Spotlight On: John Wood Dodge Miniature

June 27, 2010

18K solid case and clasp fittings elaborately engraved and enameled, housing portrait of (yet) unknown sitter of watercolor on ivory with a small surface crack to the ivory. This piece came from a Maryland estate, and believed to be painted by John Wood Dodge, American (1807-1893).

What a magnificent and complete bracelet, with its clasp and hairwork intact. Pieces like this are truly individual, nothing can match or compare to it, because its materials and subject permeate every level of its construction.

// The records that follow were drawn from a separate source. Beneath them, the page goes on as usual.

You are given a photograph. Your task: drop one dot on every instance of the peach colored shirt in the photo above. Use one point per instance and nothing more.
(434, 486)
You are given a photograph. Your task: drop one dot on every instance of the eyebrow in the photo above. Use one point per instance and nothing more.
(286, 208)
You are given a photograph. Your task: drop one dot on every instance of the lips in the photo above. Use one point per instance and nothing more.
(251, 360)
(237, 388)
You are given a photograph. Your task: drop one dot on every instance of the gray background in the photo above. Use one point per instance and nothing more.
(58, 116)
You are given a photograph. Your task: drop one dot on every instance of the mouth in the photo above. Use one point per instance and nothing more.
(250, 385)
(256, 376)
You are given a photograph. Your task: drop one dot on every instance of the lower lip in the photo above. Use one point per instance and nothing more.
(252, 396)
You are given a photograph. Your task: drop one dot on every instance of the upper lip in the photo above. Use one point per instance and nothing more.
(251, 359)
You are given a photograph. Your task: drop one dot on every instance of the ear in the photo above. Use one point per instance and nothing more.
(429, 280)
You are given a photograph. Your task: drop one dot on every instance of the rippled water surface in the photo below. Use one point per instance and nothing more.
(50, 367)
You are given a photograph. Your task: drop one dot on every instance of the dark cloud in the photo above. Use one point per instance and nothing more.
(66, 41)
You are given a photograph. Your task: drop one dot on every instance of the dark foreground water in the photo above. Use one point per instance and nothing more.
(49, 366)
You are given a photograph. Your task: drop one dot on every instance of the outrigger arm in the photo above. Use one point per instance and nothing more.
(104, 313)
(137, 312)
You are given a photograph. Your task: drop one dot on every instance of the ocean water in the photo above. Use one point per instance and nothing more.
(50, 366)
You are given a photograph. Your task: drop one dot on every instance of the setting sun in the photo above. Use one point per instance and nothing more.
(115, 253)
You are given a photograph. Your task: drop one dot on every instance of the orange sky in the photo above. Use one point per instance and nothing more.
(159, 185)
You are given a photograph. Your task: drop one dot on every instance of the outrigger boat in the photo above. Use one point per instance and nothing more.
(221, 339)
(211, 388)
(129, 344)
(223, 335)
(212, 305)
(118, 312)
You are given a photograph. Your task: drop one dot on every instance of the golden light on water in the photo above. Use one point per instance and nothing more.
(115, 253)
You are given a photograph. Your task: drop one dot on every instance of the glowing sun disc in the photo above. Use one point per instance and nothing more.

Note the enamel to the back of the clasp and how the use of enamel was becoming fashionable for larger items of jewellery, after being pushed aside for the lines and art of the neo-classical pieces.

I could look at this piece all day. It’s a true work of art, there’s no other way to describe it.

Well, one more picture and I’m going to enjoy the rest of the day.

Courtesy of Sarah Nehama.

3 Responses to “Spotlight On: John Wood Dodge Miniature”

  1. Sarah Says:

    Although the miniature has not been out of the case for examination, I’ve shown all these pictures to one of the foremost experts on portrait miniatures in this country, Elle Shushan. She thinks the portrait is not by JW Dodge, and not even American, but French. That’s as much as I’ve gotten, and since I’m not going to open it myself, that’s how it’ll stay!

    for reference, and to drool over more:

  2. Well done, Sarah! French, you say? Well, that would account for the enamel and its design. Very interesting!